Lol....... My back cuts are not always level. My stump might have a siswheel and cut up to swing the tree tree to the high side of the face.
But yes as a general rule the back cut should be level.


----------



## tramp bushler (Jan 15, 2010)

It not just incentive , The face directs the directon of the fall ......Lets use the 45 degree angle as an example . first put in a flat level horizontal cut 1/3rd the diameter of the tree and on the side you want the tree to fall on .. Next make a 45 degree angle cut from either above or below the horizontal face cut . Make sure the two cuts meet perfectly and that one cut doesn't go past the other .. Knock that piece of wood out and that is the face of the tree ........ If you check the owners manuel of most all brands of chainsaws there is a diagram in them in a half a dozen different languages or more ,illustrating the felling of a mighty tree .....!!! 
. HIP HIP HOORAY ......another stump to the consternation or the unmentionables ...


----------



## 2dogs (Jan 15, 2010)

Pierreg said:


> Greets.It wasn't my intention to confuse the issue.2dogs answered the ? I had. Simply asked if the cut on the side where the tree is going to fall,if it helps to have the second or face cut angling up to meet the first cut and give the tree incentive to fall.I guess this is called a Humbolt cut?I have had several"balanced" trees that needed one or two plastic wedges to start it over.

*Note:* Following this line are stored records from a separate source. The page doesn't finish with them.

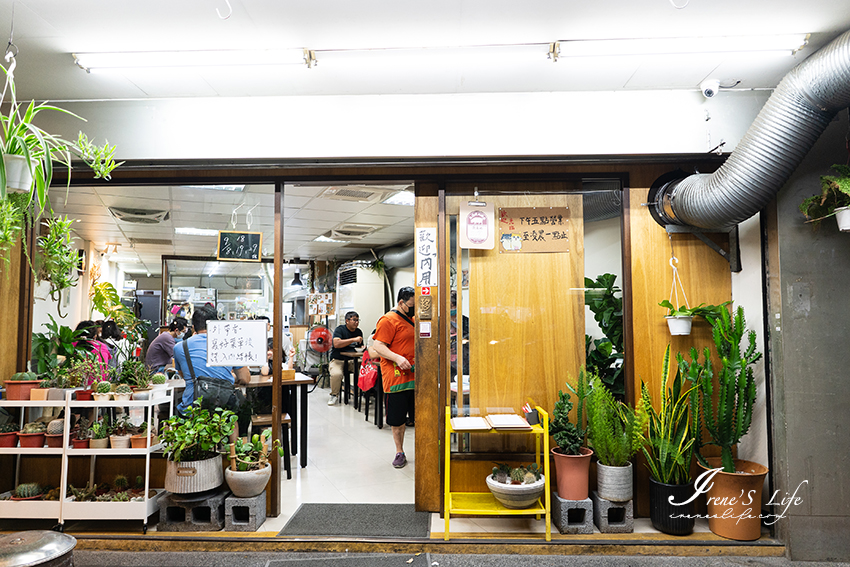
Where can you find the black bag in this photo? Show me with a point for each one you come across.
(215, 392)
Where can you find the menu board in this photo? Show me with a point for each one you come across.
(236, 343)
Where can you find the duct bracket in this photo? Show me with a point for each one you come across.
(733, 255)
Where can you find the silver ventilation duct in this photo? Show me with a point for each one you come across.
(792, 120)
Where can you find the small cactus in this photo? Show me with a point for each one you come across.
(28, 490)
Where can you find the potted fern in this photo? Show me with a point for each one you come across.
(615, 432)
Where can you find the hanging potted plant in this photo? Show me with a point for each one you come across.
(727, 415)
(192, 444)
(250, 469)
(615, 432)
(834, 200)
(571, 456)
(669, 445)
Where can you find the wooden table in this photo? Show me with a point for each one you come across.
(258, 380)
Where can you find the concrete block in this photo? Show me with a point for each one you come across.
(572, 516)
(244, 514)
(613, 517)
(199, 512)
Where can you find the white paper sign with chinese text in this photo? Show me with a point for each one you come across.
(426, 257)
(236, 343)
(477, 226)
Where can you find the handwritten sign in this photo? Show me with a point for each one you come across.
(534, 229)
(426, 257)
(236, 343)
(240, 246)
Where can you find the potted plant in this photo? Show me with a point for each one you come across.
(82, 434)
(571, 456)
(100, 430)
(18, 385)
(250, 469)
(669, 444)
(679, 320)
(192, 444)
(615, 432)
(9, 435)
(516, 488)
(726, 418)
(833, 200)
(119, 438)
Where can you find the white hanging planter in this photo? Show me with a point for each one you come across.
(679, 324)
(18, 174)
(842, 216)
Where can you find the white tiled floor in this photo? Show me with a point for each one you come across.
(349, 460)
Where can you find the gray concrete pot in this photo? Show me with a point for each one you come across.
(247, 484)
(614, 483)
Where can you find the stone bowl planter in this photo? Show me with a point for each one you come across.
(517, 496)
(247, 484)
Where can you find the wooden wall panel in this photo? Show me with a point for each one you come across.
(706, 278)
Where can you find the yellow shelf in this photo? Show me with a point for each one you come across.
(485, 504)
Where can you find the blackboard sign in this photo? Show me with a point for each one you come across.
(240, 246)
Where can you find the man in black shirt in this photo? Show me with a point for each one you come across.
(346, 337)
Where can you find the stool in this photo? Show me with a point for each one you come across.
(265, 420)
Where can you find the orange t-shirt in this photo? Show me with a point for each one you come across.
(397, 334)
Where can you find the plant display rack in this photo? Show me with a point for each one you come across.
(484, 503)
(66, 508)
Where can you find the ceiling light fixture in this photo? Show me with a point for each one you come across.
(191, 231)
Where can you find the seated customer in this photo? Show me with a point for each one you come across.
(197, 347)
(162, 348)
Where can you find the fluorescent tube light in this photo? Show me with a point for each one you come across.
(405, 198)
(191, 231)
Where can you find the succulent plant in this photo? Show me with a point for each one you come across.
(34, 427)
(28, 490)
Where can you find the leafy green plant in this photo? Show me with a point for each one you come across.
(604, 356)
(708, 312)
(254, 454)
(615, 431)
(835, 193)
(570, 437)
(727, 417)
(672, 430)
(198, 435)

I can see where the Humbolt style would be very practical.This isn't rocket science.The cuts are the same except for the uphill wedge. I always to make my backcut or final cut hoizontal too.I'm sure you can picture these cuts as you are the cutters. Thanks for the replies.

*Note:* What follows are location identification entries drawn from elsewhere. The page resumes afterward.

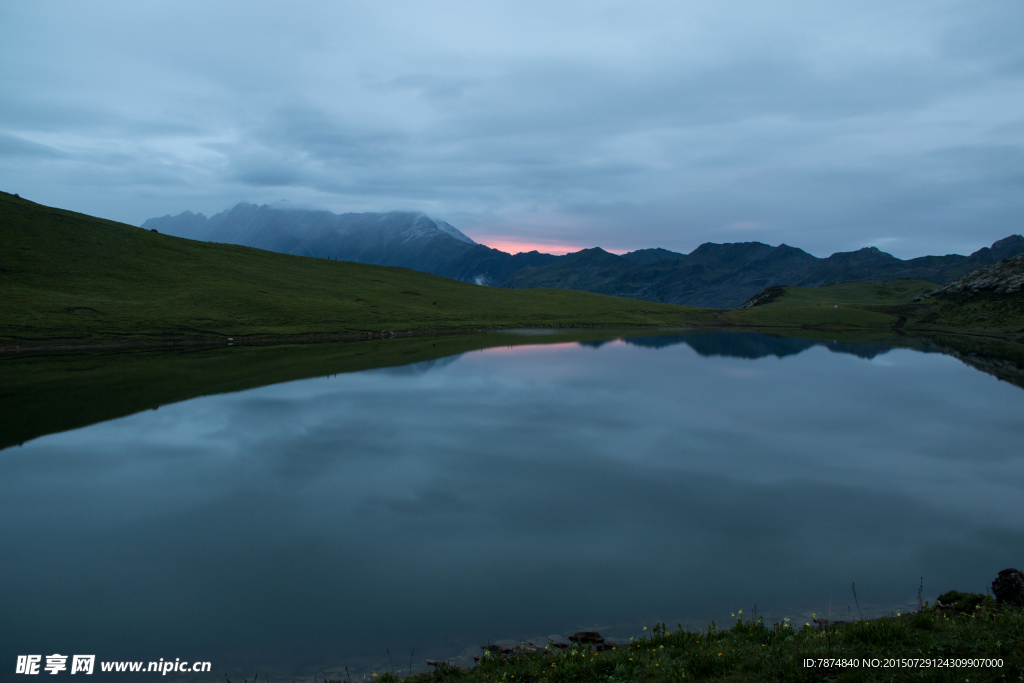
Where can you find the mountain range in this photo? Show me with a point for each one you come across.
(716, 275)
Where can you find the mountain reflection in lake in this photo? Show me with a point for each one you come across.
(512, 493)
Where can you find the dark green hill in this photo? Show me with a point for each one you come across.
(725, 275)
(68, 278)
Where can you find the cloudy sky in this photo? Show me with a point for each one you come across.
(560, 125)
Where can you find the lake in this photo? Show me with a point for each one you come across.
(519, 492)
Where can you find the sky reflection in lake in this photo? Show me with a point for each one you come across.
(511, 494)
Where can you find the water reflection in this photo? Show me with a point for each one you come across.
(754, 345)
(510, 493)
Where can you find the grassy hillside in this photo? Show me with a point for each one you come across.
(70, 278)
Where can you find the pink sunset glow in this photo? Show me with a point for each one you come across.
(515, 245)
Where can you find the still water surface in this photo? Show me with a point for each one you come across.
(514, 493)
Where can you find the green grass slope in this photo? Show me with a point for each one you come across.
(68, 278)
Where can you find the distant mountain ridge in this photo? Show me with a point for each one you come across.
(403, 239)
(716, 275)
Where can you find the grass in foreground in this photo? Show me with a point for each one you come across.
(753, 651)
(70, 276)
(45, 393)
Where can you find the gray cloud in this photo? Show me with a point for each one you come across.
(828, 128)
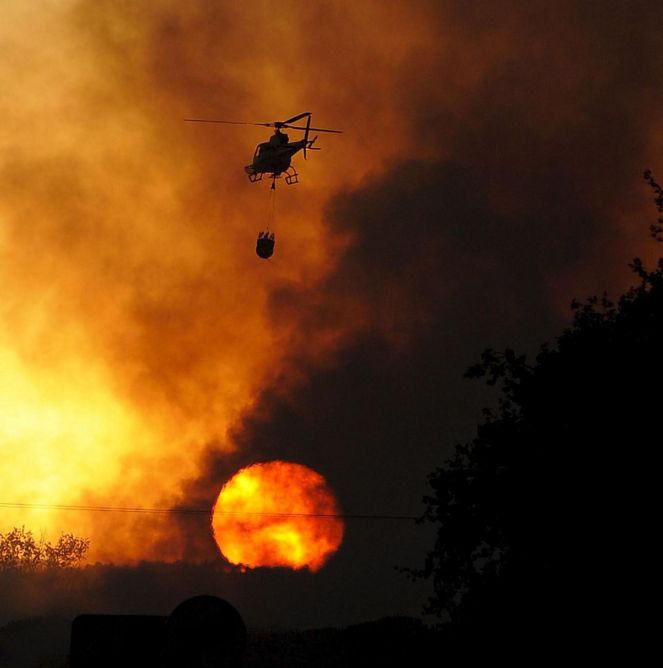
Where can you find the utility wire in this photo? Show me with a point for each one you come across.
(200, 511)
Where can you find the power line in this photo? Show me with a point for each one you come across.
(200, 511)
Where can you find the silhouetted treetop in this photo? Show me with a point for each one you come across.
(541, 517)
(20, 551)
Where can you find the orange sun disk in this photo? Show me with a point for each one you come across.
(277, 514)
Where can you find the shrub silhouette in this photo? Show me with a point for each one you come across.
(20, 551)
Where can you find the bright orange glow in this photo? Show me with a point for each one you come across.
(248, 534)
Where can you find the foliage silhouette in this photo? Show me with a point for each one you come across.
(541, 518)
(20, 551)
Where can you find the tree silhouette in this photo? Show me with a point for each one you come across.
(542, 519)
(20, 551)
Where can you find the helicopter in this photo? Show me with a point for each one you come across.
(274, 156)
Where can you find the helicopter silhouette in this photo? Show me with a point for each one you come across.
(274, 157)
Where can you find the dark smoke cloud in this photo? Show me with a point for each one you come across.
(485, 247)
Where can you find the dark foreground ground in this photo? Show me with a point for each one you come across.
(403, 641)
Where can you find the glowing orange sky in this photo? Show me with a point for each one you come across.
(133, 324)
(133, 320)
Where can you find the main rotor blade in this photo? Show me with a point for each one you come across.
(296, 118)
(298, 127)
(212, 120)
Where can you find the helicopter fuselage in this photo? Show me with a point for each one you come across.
(273, 157)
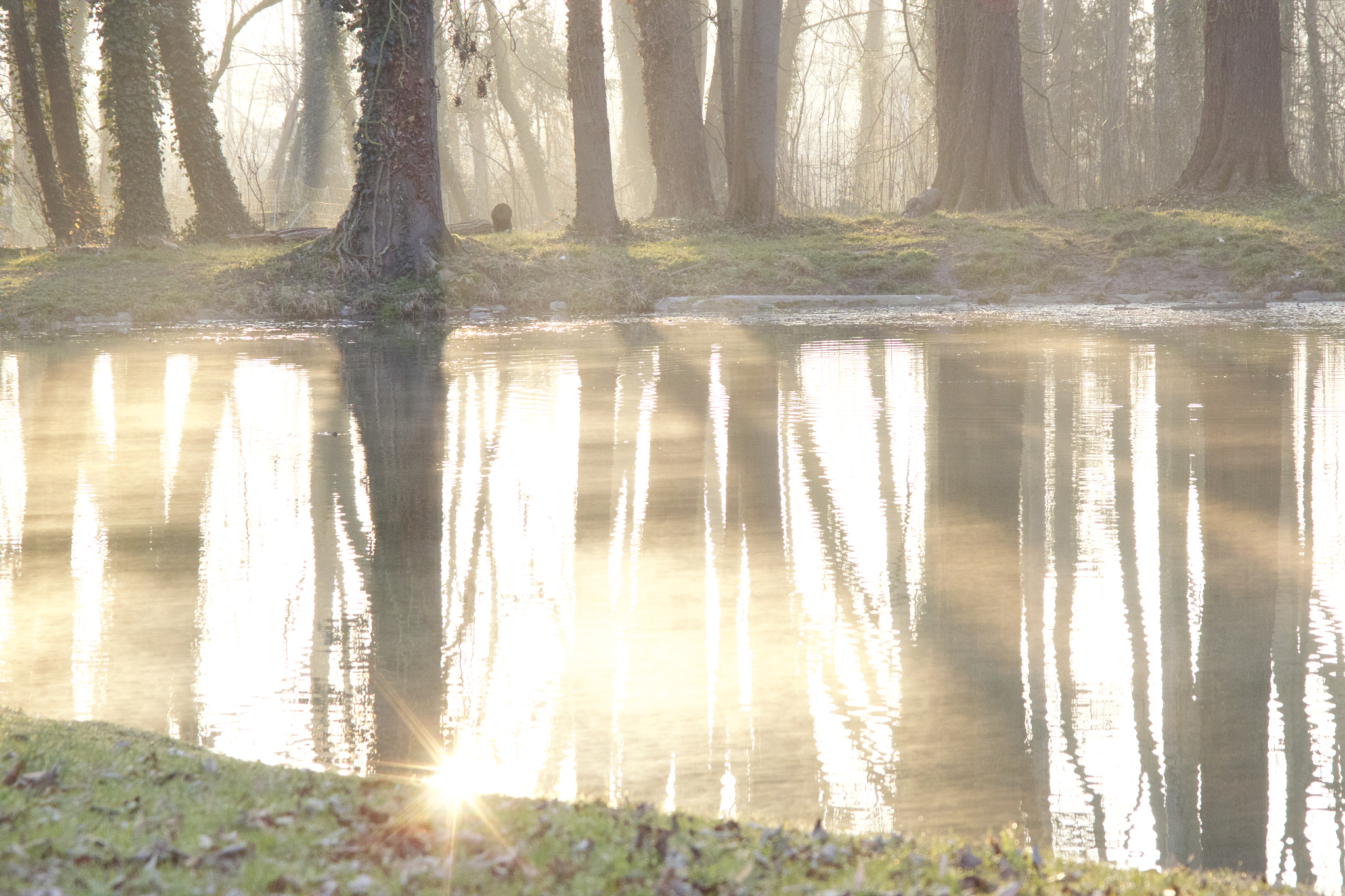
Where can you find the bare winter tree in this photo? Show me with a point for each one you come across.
(66, 135)
(395, 223)
(219, 207)
(677, 139)
(984, 158)
(752, 190)
(595, 199)
(1242, 124)
(57, 211)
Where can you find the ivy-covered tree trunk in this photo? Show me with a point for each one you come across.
(54, 207)
(72, 158)
(677, 133)
(395, 223)
(595, 202)
(322, 65)
(129, 100)
(219, 209)
(1242, 121)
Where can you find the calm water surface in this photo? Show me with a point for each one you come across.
(917, 572)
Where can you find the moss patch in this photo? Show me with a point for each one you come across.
(100, 809)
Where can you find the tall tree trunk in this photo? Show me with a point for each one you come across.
(868, 159)
(752, 192)
(1064, 178)
(720, 106)
(322, 43)
(1114, 100)
(1036, 51)
(57, 211)
(1242, 125)
(131, 106)
(219, 207)
(1320, 147)
(395, 223)
(636, 178)
(673, 97)
(984, 159)
(66, 133)
(527, 144)
(595, 199)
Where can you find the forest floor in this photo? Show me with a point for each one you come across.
(93, 807)
(1261, 247)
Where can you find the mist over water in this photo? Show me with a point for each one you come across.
(896, 574)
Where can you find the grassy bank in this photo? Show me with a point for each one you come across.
(1271, 245)
(93, 807)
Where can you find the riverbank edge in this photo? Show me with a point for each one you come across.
(89, 806)
(1235, 253)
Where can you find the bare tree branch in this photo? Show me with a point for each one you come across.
(231, 33)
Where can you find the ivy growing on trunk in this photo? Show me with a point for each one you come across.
(129, 101)
(395, 222)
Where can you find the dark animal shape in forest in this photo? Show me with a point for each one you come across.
(923, 205)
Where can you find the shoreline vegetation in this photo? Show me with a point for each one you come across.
(88, 806)
(1238, 250)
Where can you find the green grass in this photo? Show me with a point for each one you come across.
(1268, 244)
(92, 807)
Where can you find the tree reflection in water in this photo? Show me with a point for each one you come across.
(885, 575)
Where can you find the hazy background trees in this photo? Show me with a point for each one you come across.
(1111, 89)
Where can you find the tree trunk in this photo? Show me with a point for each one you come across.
(1036, 51)
(1242, 125)
(1114, 100)
(322, 43)
(868, 156)
(752, 196)
(527, 144)
(673, 97)
(595, 195)
(219, 209)
(984, 159)
(66, 133)
(131, 106)
(1320, 147)
(395, 223)
(57, 211)
(636, 163)
(718, 108)
(1064, 178)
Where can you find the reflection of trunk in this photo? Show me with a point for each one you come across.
(1180, 721)
(396, 389)
(965, 684)
(1241, 515)
(57, 394)
(636, 164)
(1124, 452)
(673, 97)
(1033, 476)
(785, 746)
(66, 132)
(527, 142)
(592, 660)
(1293, 639)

Pierre the choice between a conventional face and a Humboldt face is not to make a balanced tree fall or to start toward the face. It is what you want the tree to do once it starts to fall. A conventional face will keep the tree attached to the stump via the hinge until it hits the ground. That means good control and a fast falling speed. The downside is likely more breakage. A Humboldt, esp with a snipe (A second face on the lip of the first face) will kick the butt to the ground early or make it jump, depending on what is needed, and reduce breakage. This is esp important in big conifers like redwood.

Actually this is rocket science. It is just that the very complicated basics were developed many years ago and we just copy their good work. Reducing breakage doesn't matter when you are cutting fire wood or just doing a removal. For professional fallers it is their bread and butter. A fire wooding homeowner does not need to make a 200'+ tree jump a ravine but a timber faller does. Heck, for me a quarter of the trees I fall really do not need precise directional control, just get it on the ground safely so I can drink a Red Bull and eat some steaming Brussell sprouts out of my thermos. The rest need to hit the ground in a precise location or my insurance cost will go out of sight. That is where the rocket science comes in. 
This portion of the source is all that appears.